Humankind’s Relationship to the Past
The central narrative of My Ántonia is
a look into the past, and though in his narration Jim rarely says
anything directly about the idea of the past, the overall tone of
the novel is highly nostalgic. Jim’s motive for writing his story
is to try to reestablish some connection between his present as
a high-powered New York lawyer and his vanished past on the Nebraska
prairie; in re-creating that past, the novel represents both Jim’s
memories and his feelings about his memories. Additionally, within
the narrative itself, characters often look back longingly toward
a past that they have lost, especially after Book I.
Living in Black Hawk, Jim and Ántonia recall their days on the farms;
Lena looks back toward her life with her family; the Shimerdas and
the Russians reflect on their lives in their respective home countries
before they immigrated to the United States.
The two principal qualities that the past seems to possess
for most of the characters in the novel are that it is unrecoverable
and that it is, in some way, preferable to the present. Ántonia
misses life in Bohemia just as Jim misses life in Nebraska, but
neither of them can ever go back. This impossibility of return accounts
for the -nostalgic, emotional tone of the story, which may have
been autobiographical as well, informed by Cather’s own longing
for her Nebraska childhood. But if the past can never be recovered,
it can never be escaped, either, and Jim is fated to go on thinking
about Black Hawk long after he has left it.
The other important characteristic of the past in My
Ántonia is that it is always personal: characters never
look back toward bygone eras or large-scale historical conditions,
but only toward the personal circumstances—places, people, things—that
they remember from their own lives.

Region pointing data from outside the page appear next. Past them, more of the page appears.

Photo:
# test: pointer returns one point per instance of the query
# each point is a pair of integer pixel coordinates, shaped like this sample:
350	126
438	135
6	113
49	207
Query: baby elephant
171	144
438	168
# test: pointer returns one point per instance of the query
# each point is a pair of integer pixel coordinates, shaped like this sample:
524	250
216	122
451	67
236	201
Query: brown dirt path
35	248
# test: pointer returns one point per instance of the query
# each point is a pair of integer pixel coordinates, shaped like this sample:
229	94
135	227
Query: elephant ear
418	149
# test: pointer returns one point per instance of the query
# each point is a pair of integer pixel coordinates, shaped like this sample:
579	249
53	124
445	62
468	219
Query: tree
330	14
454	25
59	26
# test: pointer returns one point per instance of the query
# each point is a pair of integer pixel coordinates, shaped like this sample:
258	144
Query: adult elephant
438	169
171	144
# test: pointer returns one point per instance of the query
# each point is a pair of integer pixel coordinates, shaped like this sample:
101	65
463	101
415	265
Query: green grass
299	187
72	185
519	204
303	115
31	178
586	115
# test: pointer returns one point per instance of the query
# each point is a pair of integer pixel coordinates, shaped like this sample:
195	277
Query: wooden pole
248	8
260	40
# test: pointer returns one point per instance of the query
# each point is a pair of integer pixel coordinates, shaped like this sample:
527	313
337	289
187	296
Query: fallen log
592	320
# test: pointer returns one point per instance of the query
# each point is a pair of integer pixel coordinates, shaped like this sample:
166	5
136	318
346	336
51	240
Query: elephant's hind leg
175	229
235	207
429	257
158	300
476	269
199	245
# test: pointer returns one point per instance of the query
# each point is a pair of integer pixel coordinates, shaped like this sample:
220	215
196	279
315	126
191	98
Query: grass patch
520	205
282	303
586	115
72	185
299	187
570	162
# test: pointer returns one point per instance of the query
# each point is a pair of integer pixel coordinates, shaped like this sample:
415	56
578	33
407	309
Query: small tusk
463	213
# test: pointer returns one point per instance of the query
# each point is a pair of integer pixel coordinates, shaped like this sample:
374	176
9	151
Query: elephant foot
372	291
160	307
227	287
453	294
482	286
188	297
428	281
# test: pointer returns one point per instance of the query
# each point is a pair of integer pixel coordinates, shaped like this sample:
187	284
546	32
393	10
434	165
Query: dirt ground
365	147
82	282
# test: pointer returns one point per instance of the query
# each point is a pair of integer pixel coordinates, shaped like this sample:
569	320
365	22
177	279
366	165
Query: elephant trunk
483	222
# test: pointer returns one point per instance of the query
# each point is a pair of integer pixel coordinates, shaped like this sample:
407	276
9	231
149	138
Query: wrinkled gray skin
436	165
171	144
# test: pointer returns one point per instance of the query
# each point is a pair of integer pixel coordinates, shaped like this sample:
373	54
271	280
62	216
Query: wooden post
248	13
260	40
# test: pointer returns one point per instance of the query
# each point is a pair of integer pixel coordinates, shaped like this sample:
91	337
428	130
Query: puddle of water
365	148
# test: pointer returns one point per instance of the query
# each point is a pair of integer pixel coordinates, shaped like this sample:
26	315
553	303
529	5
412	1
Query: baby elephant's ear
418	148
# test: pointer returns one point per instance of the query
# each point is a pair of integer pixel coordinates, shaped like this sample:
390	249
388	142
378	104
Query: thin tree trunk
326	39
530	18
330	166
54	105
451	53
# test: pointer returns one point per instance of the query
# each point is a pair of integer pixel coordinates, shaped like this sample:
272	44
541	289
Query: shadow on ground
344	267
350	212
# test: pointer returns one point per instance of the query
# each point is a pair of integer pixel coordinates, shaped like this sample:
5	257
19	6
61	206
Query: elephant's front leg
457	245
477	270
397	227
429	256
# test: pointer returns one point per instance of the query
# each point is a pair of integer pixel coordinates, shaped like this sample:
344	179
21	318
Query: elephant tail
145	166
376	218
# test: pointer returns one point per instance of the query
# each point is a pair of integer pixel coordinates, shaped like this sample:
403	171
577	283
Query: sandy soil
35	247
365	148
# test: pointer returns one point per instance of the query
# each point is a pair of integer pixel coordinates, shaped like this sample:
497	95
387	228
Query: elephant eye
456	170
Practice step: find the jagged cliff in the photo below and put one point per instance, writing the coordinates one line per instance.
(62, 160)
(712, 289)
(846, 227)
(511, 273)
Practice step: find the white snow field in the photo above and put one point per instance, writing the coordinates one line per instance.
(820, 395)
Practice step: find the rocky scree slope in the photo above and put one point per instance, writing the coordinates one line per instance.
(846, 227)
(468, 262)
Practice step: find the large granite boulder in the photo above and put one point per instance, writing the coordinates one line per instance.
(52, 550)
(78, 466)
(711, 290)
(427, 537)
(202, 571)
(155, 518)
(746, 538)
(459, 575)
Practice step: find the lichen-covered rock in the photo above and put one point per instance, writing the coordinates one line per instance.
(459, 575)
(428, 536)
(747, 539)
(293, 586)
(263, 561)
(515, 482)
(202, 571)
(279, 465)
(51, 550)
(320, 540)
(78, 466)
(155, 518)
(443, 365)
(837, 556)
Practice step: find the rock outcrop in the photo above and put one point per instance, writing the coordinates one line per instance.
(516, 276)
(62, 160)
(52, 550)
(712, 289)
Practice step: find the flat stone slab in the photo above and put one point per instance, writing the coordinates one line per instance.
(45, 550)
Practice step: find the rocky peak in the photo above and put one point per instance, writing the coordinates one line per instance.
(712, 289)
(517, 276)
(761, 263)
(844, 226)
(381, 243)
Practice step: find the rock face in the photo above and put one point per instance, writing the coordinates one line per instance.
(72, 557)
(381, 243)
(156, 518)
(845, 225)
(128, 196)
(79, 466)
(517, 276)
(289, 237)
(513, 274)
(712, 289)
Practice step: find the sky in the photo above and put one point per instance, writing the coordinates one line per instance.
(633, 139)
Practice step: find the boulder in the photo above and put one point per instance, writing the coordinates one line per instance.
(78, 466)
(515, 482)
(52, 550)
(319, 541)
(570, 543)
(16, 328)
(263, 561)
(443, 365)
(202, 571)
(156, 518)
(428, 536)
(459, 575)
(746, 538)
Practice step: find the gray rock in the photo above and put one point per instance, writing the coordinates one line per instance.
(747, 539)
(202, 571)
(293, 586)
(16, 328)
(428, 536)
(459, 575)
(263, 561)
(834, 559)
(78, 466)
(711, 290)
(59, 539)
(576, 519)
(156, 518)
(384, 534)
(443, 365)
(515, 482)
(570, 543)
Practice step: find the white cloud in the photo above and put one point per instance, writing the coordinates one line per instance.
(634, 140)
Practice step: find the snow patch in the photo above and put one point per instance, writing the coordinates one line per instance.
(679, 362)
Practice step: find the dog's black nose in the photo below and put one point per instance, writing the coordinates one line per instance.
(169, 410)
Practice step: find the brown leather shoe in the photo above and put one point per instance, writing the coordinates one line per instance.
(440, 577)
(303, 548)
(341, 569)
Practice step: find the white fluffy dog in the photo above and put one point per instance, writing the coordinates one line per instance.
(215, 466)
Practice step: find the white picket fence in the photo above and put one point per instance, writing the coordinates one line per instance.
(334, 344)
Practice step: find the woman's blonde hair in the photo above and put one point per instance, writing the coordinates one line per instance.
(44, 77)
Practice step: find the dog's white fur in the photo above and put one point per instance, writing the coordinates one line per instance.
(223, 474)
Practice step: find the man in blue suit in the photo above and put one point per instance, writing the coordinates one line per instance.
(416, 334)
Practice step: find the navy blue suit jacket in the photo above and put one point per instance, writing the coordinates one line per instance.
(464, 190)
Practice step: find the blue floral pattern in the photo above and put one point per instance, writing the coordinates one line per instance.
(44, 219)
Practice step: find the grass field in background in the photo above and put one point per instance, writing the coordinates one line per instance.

As a result, a character’s emotions
are destined to color his or her memories for the rest of his or
her life, a fact that is made thematically explicit in the novel
by Jim’s decision to call his memoir “My Ántonia” rather than simply
“Ántonia." In thus laying claim to Ántonia, Jim acknowledges that
what he is really writing is simply a chronicle of his own thoughts
and feelings.
The novel ends on an optimistic note, however, with Jim’s
return to Nebraska twenty years after he last saw Ántonia and his
mature decision to visit more often and to keep Ántonia in his life.
This decision implies that, by revisiting his past, Jim has learned
to incorporate it into his present, to seek a real relationship
with Ántonia rather than transform her into a symbol of the past
in his own mind. The past, the novel seems to suggest, is unrecoverable,
but the people who shared one’s past can be recovered, even after
a separation of many years.
Humankind’s Relationship to Its Environment
Related to the novel’s nostalgic feeling for the past
is its in-depth exploration of humankind’s relationship to its environment.

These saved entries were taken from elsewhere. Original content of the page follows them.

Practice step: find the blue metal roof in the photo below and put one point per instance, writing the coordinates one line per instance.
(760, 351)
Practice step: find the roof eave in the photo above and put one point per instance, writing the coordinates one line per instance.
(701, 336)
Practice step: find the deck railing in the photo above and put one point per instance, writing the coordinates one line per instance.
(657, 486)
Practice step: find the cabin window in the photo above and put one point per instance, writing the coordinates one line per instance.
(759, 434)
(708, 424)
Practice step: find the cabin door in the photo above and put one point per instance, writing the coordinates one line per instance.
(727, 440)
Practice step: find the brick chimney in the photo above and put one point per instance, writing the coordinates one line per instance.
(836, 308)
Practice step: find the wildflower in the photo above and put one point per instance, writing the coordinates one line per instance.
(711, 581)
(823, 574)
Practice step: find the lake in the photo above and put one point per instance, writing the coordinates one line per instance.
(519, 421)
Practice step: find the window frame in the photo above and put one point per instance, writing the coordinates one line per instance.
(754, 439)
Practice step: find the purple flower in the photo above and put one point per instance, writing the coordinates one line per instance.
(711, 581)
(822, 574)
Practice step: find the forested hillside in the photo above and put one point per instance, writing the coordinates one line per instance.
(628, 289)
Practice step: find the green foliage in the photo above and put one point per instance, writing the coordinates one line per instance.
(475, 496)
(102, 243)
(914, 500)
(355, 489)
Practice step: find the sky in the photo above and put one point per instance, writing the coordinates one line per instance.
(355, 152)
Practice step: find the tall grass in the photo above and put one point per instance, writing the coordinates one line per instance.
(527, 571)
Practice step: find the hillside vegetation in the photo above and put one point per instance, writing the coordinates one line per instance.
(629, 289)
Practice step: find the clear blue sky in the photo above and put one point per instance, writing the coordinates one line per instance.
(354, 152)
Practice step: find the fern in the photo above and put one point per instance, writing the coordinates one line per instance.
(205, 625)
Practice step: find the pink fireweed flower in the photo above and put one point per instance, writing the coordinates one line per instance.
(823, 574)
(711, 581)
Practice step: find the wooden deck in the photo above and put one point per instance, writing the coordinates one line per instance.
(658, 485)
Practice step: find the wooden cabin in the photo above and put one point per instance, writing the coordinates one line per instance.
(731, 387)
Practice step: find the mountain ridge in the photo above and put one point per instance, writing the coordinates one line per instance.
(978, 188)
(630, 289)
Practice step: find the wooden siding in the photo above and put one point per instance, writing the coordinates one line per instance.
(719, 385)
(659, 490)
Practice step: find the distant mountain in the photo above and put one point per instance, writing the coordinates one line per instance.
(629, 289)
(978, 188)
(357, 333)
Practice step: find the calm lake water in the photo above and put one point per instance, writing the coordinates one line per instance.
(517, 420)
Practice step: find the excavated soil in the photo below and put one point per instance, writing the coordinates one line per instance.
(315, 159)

What characters in My Ántonia miss about the past
is not simply lost time but a lost setting, a vanished
world of people, places, and things, especially natural surroundings.

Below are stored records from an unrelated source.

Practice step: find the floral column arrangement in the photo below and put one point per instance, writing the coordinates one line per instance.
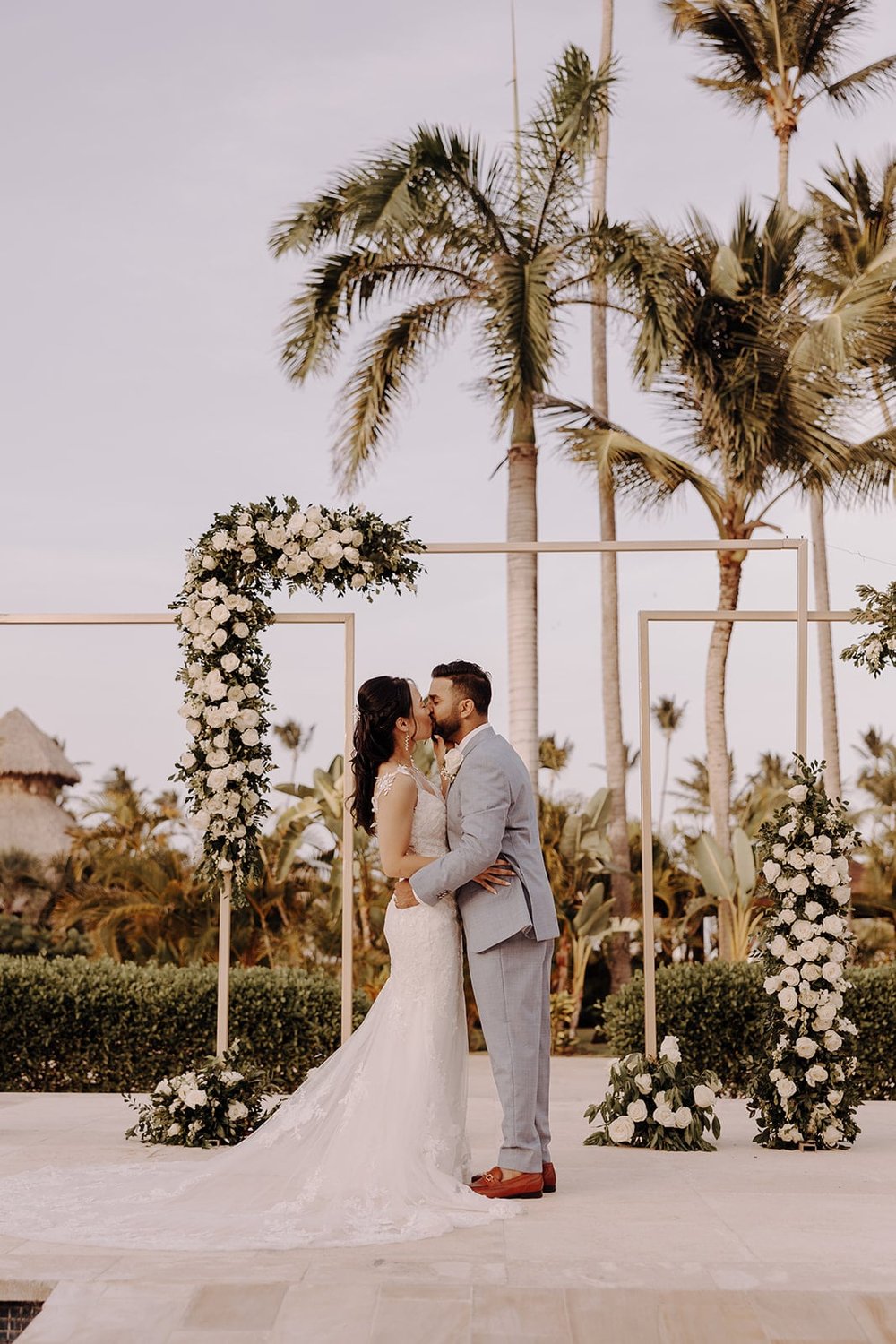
(222, 612)
(806, 1094)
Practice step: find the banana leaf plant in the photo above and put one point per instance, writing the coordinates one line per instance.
(729, 890)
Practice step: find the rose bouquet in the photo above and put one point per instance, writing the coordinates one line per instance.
(806, 1094)
(214, 1104)
(657, 1104)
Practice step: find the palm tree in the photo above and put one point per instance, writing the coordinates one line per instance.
(780, 56)
(668, 717)
(754, 417)
(460, 239)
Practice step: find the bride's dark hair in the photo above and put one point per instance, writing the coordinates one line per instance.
(381, 702)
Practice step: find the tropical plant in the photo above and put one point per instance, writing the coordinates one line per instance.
(296, 739)
(729, 889)
(460, 239)
(778, 56)
(754, 416)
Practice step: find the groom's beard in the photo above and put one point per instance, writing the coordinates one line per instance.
(447, 730)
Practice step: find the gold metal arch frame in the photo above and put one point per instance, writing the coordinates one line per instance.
(645, 618)
(347, 620)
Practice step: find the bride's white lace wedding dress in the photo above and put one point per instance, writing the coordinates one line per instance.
(371, 1148)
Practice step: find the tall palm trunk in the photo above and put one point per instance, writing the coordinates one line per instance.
(718, 757)
(831, 744)
(522, 590)
(614, 744)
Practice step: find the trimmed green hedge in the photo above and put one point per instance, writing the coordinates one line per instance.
(73, 1024)
(715, 1010)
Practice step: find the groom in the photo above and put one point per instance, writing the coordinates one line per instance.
(509, 933)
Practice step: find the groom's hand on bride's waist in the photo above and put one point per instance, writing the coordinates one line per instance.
(405, 897)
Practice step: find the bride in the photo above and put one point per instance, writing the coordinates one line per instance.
(373, 1147)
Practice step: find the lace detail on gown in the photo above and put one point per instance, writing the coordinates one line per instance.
(371, 1148)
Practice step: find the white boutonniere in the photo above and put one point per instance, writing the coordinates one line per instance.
(452, 763)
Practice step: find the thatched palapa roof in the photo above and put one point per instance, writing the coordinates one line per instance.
(24, 750)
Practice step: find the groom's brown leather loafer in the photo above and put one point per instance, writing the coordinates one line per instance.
(495, 1185)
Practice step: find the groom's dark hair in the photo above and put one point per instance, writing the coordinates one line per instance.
(470, 680)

The characters in My Ántonia respond powerfully
to their environments—especially Jim, who develops a strong attachment
to the Nebraska landscape that never really leaves him, even after
two decades in New York.
As Cather portrays it, one’s environment comes to symbolize one’s
psychology, and may even shape one’s emotional state by giving thoughts
and feelings a physical form. The river, for example, makes Jim
feel free, and he comes to prize freedom; the setting sun captures
his introspective loneliness, and the wide-open melancholy of Nebraska’s
plains may play a role in forming his reflective, romantic personality—if
it does not create Jim’s personality, it at least comes to embody
it physically. Thus, characters in My Ántonia often
develop an extremely intense rapport with their surroundings, and
it is the sense of loss engendered by moving beyond one’s surroundings
that occasions the novel’s exploration of the meaning of the past.